Jennings argued that they were, nonetheless, unnecessary to ensure that Walsh shows up to his court appearances.
“This is a man who appears wherever he’s asked. He appeared in Somalia where his unit was very well decorated. He’s appeared in Iraq after 9/11. He led over 500 combat missions in Fallujah and elsewhere,” Jennings said.
“He’s anxious to defend himself against these charges. He’s not a runner. He’ll be here,” he added.
Jennings also objected to the commonwealth’s submission of a “statement of facts” in the case, which he said said was a “poorly disguised press release” from Healey’s office.
Rana told McDonough the statement is a standard practice by his office.
“What is the purpose of filing this at this point? I don’t need something like that for arraignment,” the judge responded.
Rana withdrew the filing for the moment. Consequently, the attorney general’s statement will not make it into the public court record.
In the end, McDonough did not impose bail, nor did he opt to impose the state’s proposed pretrial restrictions.

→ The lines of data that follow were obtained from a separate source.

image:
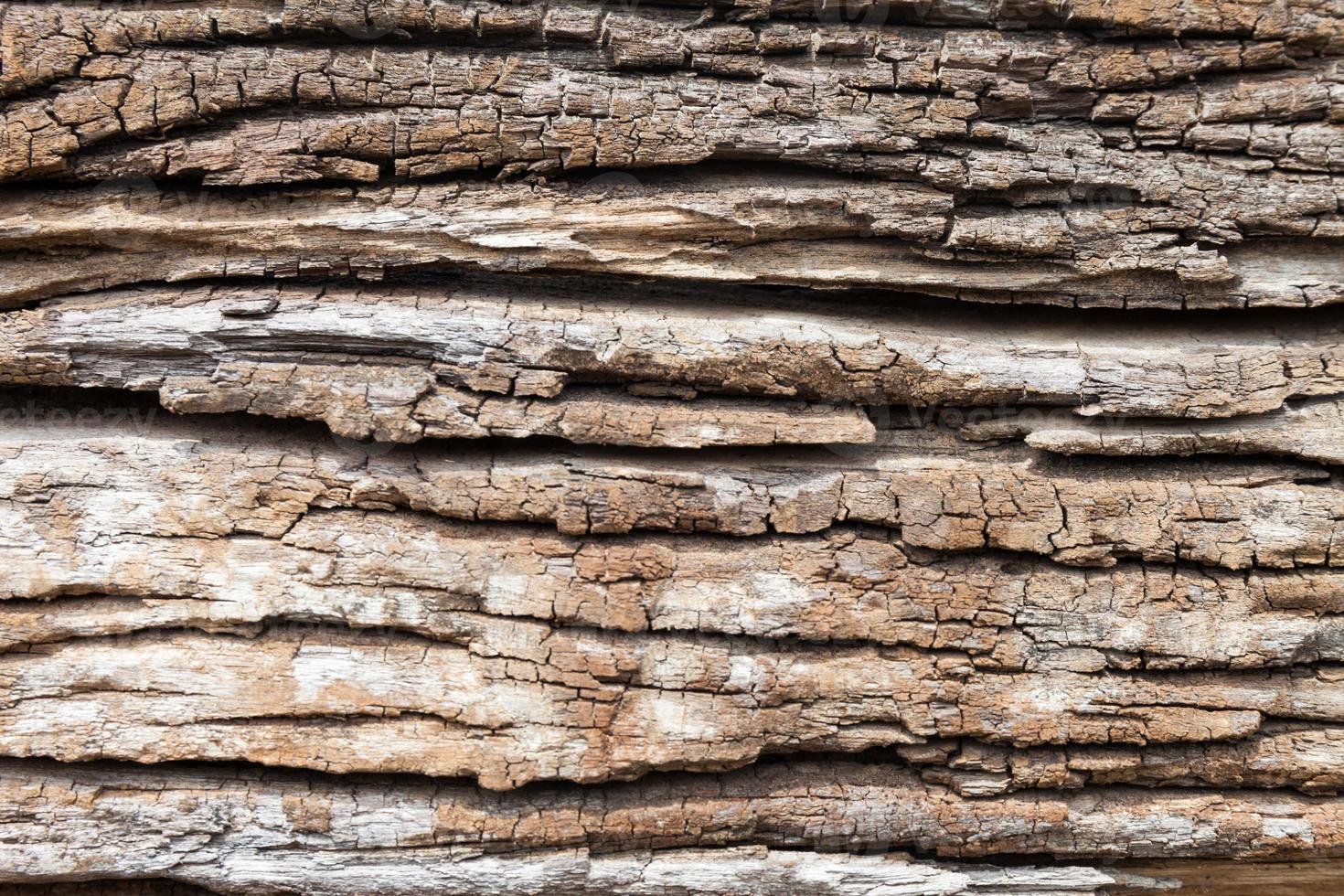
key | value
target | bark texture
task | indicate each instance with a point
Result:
(688, 446)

“I am going to rely on the lawyers as officers of the court to be mindful of your concerns,” he told Rana, offering to convene a hearing if any issues crop up.
“One thing judges have these days is a lot of time,” McDonough said, referring to the pandemic’s impact on regular court business.
Assistant Hampden Superior Court Clerk Lauramarie Sirois set the defendants' next in-court pretrial hearing for March 22.